The lander is sized like a large person, about 2 meters tall, and capable of carrying 155 kg of payload to the Moon's surface. From the time that NASA ordered the mission, Firefly will have had about 2.5 years to design and build the lander, Coogan said.
He is most excited about the spacecraft's potential to stream high-definition video from the surface of the Moon at 10 megabits per second. One camera, at the top of the spacecraft, will be set to track to Earth as it moves over the Moon, and its eclipse as it sets over the horizon. Coogan said he is eager to share such a view of our home planet with the entire world.>Advertisement
To date, NASA has selected six missions as part of the innovative commercial lunar payload program. The first two of these, built separately by Astrobotic and Intuitive Machines, may launch in 2022. If Blue Ghost holds to its production schedule, it should be the third or fourth private US mission to land on the Moon.

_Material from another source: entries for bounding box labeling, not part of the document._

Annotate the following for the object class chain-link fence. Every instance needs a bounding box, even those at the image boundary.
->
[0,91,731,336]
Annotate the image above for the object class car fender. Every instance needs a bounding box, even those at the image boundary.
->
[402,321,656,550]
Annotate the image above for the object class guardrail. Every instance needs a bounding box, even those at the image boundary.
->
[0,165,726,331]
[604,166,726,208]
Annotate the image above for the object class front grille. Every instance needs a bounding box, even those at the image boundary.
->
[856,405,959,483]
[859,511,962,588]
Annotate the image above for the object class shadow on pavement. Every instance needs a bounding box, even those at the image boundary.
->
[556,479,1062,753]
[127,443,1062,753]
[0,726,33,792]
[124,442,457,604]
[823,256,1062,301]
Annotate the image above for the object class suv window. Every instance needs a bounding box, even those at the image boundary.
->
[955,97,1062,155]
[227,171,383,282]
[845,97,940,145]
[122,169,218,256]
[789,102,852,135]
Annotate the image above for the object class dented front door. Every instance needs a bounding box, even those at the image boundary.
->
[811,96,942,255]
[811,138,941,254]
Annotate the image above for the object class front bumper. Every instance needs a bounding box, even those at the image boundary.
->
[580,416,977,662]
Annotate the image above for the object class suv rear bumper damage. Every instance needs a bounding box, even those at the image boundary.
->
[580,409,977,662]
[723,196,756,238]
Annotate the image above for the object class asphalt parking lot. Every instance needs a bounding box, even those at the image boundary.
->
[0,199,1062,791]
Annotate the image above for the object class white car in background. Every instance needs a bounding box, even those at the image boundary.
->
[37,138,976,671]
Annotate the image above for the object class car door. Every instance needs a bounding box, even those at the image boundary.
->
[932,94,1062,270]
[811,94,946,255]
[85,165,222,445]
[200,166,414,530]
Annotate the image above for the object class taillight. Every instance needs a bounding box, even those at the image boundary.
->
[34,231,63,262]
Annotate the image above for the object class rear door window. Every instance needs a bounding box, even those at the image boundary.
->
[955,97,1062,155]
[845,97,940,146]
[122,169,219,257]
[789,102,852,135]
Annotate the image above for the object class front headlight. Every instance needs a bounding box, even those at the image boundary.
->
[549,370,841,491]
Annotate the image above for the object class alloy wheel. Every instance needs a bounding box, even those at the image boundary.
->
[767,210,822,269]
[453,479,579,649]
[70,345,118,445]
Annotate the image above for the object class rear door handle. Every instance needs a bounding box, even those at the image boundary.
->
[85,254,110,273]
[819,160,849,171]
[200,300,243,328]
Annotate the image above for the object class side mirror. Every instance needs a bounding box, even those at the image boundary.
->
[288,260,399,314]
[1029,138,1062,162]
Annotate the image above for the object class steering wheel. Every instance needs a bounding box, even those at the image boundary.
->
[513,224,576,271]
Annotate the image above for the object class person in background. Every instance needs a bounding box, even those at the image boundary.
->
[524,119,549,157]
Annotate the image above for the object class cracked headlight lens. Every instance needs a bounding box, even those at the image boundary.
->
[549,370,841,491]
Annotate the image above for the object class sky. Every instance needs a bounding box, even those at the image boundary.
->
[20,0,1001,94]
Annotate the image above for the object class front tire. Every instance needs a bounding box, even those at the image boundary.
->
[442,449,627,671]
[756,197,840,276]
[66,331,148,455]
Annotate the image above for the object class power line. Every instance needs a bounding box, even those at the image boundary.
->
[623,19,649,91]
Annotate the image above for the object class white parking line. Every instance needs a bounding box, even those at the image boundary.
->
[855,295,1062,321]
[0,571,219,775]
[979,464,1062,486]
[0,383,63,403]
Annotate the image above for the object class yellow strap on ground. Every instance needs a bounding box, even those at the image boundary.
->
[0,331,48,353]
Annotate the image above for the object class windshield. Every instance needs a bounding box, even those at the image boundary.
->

Firefly started as a launch company and attempted its first Alpha rocket launch in early September. The rocket failed after one of its first-stage engines shut off only seconds after launch, but the company is already well on its way toward a second attempt, said CEO Tom Markusic. The company plans to deliver hardware for its second flight to the launch site at Vandenberg Space Force Base in December and may attempt a launch as early as January 2022.
The company's rocket production process is strongly vertically integrated, so developing Blue Ghost has been a challenge in that it relies more heavily on external partners, Markusic said. For example, the spacecraft's engines are being built by a Ukrainian company, Flight Control. And the supply chain issues that have struck other industries have hit the aerospace sector as well.
"I'd say the supply chain is my biggest concern, but it’s not a serious concern," Markusic said about Blue Ghost's scheduled launch and lunar landing. "The way we’ve mitigated that is we’ve picked good partners and we’ve watched them carefully. Overall I feel good."
Although he began Firefly to launch rockets, Markusic said he has realized that to scale in the space industry, a company needs to do more than launch. SpaceX, for example, has diversified beyond launch with its Dragon spacecraft and Starlink satellite businesses.
So in addition to developing a larger "Beta" rocket and the Blue Ghost lander, Firefly is also working on an in-space utility vehicle. The privately held company completed a round of Series A funding earlier this year and aims to raise an additional $100 million or more by the first quarter of 2023 to fund its ongoing development activities.